# West Branch 8/17



## magnus (Mar 10, 2008)

We were at WB this morning at sunrise, trolling J Lake area, i said to another OGF member what is that swimming by shore a @ 10 feet off a little rock wall. We were trying to figure out if it was a bird or duck then BAM! It became musky bait. We could not believe it, we stopped and threw a few casts in the area but he must of been full. That was the only musky we saw but was worth the trip alone. Also met Steve "Mad Mac" for the first time out there, hope you had better luck than us man.


----------



## Stripers4Life (May 2, 2007)

does anyone know if it is legal in the state of ohio to use a bird as bait? This isn't the first time I've heard stories of skees eating birds/ducks.


----------



## Blue Pike (Apr 24, 2004)

Sounds like it&#8217;s creeper time.



http://www.hi-fin.com/acatalog/Online_Catalog_Surface_Baits_2.html


----------



## triton175 (Feb 21, 2006)

I've seen musky take a duckling at Westbranch too. It's cool to watch, but over in a blink.

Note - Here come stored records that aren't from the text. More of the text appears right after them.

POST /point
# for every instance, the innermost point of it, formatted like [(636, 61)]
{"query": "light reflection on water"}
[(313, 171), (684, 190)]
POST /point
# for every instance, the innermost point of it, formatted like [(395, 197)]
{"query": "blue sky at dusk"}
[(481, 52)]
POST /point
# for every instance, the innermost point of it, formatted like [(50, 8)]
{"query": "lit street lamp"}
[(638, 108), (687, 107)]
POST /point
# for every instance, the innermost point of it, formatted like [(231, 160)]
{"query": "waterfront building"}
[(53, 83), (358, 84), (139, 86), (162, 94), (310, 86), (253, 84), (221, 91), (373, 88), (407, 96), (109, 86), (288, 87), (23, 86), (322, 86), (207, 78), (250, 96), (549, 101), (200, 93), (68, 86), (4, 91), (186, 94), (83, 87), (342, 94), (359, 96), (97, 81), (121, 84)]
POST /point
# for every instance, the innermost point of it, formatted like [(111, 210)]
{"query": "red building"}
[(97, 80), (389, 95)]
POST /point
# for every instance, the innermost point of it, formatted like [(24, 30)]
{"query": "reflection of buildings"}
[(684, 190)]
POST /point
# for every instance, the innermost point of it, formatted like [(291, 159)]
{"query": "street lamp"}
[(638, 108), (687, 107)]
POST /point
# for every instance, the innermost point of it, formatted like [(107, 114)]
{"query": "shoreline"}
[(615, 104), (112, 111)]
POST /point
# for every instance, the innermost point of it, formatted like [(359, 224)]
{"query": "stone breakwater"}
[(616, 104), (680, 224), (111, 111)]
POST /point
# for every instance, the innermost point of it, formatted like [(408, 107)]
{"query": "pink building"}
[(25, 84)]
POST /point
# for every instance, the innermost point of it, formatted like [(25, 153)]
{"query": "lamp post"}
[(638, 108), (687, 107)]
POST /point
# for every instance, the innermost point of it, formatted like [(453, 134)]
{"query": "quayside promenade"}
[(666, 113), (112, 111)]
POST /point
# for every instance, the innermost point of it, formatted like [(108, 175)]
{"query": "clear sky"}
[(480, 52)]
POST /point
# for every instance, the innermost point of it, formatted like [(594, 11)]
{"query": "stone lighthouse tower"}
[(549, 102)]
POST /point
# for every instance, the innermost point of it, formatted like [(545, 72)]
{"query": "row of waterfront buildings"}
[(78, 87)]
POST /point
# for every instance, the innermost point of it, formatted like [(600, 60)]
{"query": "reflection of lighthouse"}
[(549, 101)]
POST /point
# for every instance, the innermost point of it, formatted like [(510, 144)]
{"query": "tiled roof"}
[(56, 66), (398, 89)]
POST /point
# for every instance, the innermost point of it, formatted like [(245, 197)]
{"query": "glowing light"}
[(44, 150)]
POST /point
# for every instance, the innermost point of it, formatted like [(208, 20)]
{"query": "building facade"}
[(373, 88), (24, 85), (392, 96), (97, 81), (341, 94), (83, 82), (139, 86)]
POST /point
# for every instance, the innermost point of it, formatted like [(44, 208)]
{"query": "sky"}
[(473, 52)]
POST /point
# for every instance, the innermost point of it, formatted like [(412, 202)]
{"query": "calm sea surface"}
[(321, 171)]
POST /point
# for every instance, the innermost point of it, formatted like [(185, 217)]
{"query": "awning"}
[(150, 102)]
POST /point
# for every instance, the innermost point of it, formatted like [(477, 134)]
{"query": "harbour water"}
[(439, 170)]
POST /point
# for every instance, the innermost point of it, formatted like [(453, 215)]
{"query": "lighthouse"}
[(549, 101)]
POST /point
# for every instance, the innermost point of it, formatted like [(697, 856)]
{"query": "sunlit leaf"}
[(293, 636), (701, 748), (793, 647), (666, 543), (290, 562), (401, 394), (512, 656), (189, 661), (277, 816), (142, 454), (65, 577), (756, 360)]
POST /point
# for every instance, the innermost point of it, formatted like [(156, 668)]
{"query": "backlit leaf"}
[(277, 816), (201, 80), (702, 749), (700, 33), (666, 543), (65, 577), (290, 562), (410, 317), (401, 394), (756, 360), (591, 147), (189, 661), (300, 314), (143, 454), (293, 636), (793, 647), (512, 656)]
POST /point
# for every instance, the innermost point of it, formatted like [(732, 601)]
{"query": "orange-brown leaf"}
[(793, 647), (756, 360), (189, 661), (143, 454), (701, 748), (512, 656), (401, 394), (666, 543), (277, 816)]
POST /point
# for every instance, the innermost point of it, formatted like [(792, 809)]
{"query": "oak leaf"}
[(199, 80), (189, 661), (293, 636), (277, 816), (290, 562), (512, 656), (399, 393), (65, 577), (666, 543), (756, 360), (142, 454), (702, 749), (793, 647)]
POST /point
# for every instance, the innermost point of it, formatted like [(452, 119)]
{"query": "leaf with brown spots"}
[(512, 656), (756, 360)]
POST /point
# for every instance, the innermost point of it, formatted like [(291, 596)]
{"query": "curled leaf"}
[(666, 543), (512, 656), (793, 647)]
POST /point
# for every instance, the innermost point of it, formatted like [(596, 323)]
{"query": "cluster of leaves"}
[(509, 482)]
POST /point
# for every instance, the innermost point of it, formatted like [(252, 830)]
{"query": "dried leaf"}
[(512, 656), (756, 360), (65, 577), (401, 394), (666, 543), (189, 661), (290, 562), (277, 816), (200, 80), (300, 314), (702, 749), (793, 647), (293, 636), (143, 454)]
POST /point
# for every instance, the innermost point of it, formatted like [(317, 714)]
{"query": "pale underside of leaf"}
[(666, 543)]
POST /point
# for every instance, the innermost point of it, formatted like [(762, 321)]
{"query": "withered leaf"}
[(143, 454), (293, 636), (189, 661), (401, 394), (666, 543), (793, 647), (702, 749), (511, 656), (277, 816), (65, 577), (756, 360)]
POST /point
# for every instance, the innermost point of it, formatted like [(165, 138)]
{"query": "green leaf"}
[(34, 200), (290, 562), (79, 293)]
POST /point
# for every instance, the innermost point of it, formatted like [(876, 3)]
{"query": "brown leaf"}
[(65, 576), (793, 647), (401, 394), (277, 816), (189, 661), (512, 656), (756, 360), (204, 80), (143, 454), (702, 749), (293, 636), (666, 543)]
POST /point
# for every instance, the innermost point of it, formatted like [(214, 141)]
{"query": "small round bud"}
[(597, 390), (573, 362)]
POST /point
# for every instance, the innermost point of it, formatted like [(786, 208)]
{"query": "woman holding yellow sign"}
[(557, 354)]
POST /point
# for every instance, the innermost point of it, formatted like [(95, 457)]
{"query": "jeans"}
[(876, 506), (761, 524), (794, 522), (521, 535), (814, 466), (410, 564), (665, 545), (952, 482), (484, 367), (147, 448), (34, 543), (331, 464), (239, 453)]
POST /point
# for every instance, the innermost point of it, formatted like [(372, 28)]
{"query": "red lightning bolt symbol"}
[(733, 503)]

Stripers4life - I don't know if it's legal to use a live bird, but check the tackle making forum - someone on there made a really cool duckling lure.


----------



## MadMac (May 2, 2005)

Nice to meet you Magnus. I had one on for about as long as it takes me to grab the rod out of the holder. lol That's it.



Stripers4Life said:


> does anyone know if it is legal in the state of ohio to use a bird as bait? This isn't the first time I've heard stories of skees eating birds/ducks.


Why, do you have a cocky parrot you want to teach a lesson or what?


----------



## Stripers4Life (May 2, 2007)

hahaha that's right. he won't shut up. No actually I was thinking that a duck is pretty big, and any fish that takes out a duck has gotta be a big boy, so i would tend to think that a live bird would be a big fish bait......I dunno just a thought. Also, I will go check the tackle making forum thanks triton.


----------



## Lewzer (Apr 5, 2004)

I have no clue about your question but I would think using a crow would be no problem. 
Waterfowl, songbirds or raptors, I highly doubt would be legal.


----------



## Stripers4Life (May 2, 2007)

that's what I was thinking a crow would be perfect, maybe i could wack one with a practice tip with my bow and capture it......maybe cast net some? I don't know but i plan in figuring it out. will post results.


----------



## MadMac (May 2, 2005)

Last thing I knew crows are protected. Used to be able to shoot them when I was a kid.


----------



## wasserwolf (Jun 6, 2006)

Crows are very " legal " to shoot, when in season.


----------



## Stripers4Life (May 2, 2007)

crows have a season? wow i thought they were trash birds. what is the season for crows? also, i searched the fishing regulations, and have been unsuccessful in turning up any information regarding "bird bait" I just got finished sending the ODNR a e-mail regarding this topic. Will post results.


----------



## Whaler (Nov 16, 2004)

Dial 330-644-2293 and ask for someone if fish management or law enforcement and they can tell you. Don't just sit here wondering about it ! Let us alkl know what you find out.


----------



## peple of the perch (Sep 13, 2004)

If someone uses a live bird for bait, they have to be pretty twisted. I have heard stories of people taking mice and painting them yellow to look like a duckling, then using them for bait for pike and muskies. I highly doubt that it is legal, but you never know.


----------



## Lewzer (Apr 5, 2004)

That's a good thought peple. I'll bet the mice have good action with that tail going back and forth. They're cheap too!


----------



## Stripers4Life (May 2, 2007)

The Division of Wildlife has no regulations that specifically prohibit the use of domestic birds as bait. Possession or use of a wild bird would be illegal unless taken under strict hunting guidelines. There are a number of alternative choices of lures or baits would be much more effective if you are interested in catching muskie.

Wildinfo-law


----------